# Zoo Animals--C&C please!



## Diana G (Apr 3, 2010)

I know a lot of photographers frown with going to the Zoo to take pictures, but I disagree. I think the Zoo is great practice for all kinds of different shots. So here are a few when I went to the Zoo.


----------



## LaFoto (Apr 3, 2010)

Well, since only few of us can afford to go on a photo safari to Africa or travel all the way to Australia in order to see koalas in the wild, for most the zoo is the only place to go and look at the kind of animals that don't have their natural habitats where you are. So the zoo IS the place for you to go and photograph animals other than what comes to your backyard or lives in the woods that surround you (provided you've GOT woods surrounding your place).

Which is why I personally think that taking photos of zoo animals is perfectly legitimate if you go visiting a zoo, and that it is a good experience to try and capture GOOD photos of zoo animals, too. Sometimes (or often?) zoo photography even forces you to become creative about the fences - all of that being steps for you to take. 

So yes, on the rare occasions I go to a zoo, I'm bound to have my camera on me and take photos of captured animals. 

Like you did here. Unfortunately, in many cases the light is not to your best advantage, such as in the case of the first photo showed here, where there was too little light for you to get a sharp, well-focussed photo. Which is a pity. But if this one's the only one you got of this particular wild cat (what is he exactly?), then ok. 

Light apparently also was an issue in the case of the two of the little monkey, they're a bit soft.

After those, the other three look technically sound, in focus, and I like the koala and the parrots or loris - sorry, I can't tell those apart.


----------



## Phranquey (Apr 3, 2010)

Diana G said:


> I know a lot of photographers frown with going to the Zoo to take pictures, but I disagree. I think the Zoo is great practice for all kinds of different shots.


 
The zoo is a great place to go to practice your animal photography.  What I hate is when people attempt to pass off caged photos as true wildlife shots.

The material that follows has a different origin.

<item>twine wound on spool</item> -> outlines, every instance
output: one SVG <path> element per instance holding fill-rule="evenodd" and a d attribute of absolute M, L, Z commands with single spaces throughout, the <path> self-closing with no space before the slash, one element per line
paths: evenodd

You have a couple of decent shots there, but you can tell that some were shot through glass, a few are OOF, and good perspectives are difficult to achieve.  Of the ones you have posted, the Koala came out the best.


----------



## Dominantly (Apr 3, 2010)

LaFoto said:


> Well, since only few of us can afford to go on a photo safari to Africa or travel all the way to Australia in order to see koalas in the wild, for most the zoo is the only place to go and look at the kind of animals that don't have their natural habitats where you are. So the zoo IS the place for you to go and photograph animals other than what comes to your backyard or lives in the woods that surround you (provided you've GOT woods surrounding your place).
> 
> Which is why I personally think that taking photos of zoo animals is perfectly legitimate if you go visiting a zoo, and that it is a good experience to try and capture GOOD photos of zoo animals, too. Sometimes (or often?) zoo photography even forces you to become creative about the fences - all of that being steps for you to take.
> 
> ...


I agree. I believe there is NOTHING wrong with zoo shots!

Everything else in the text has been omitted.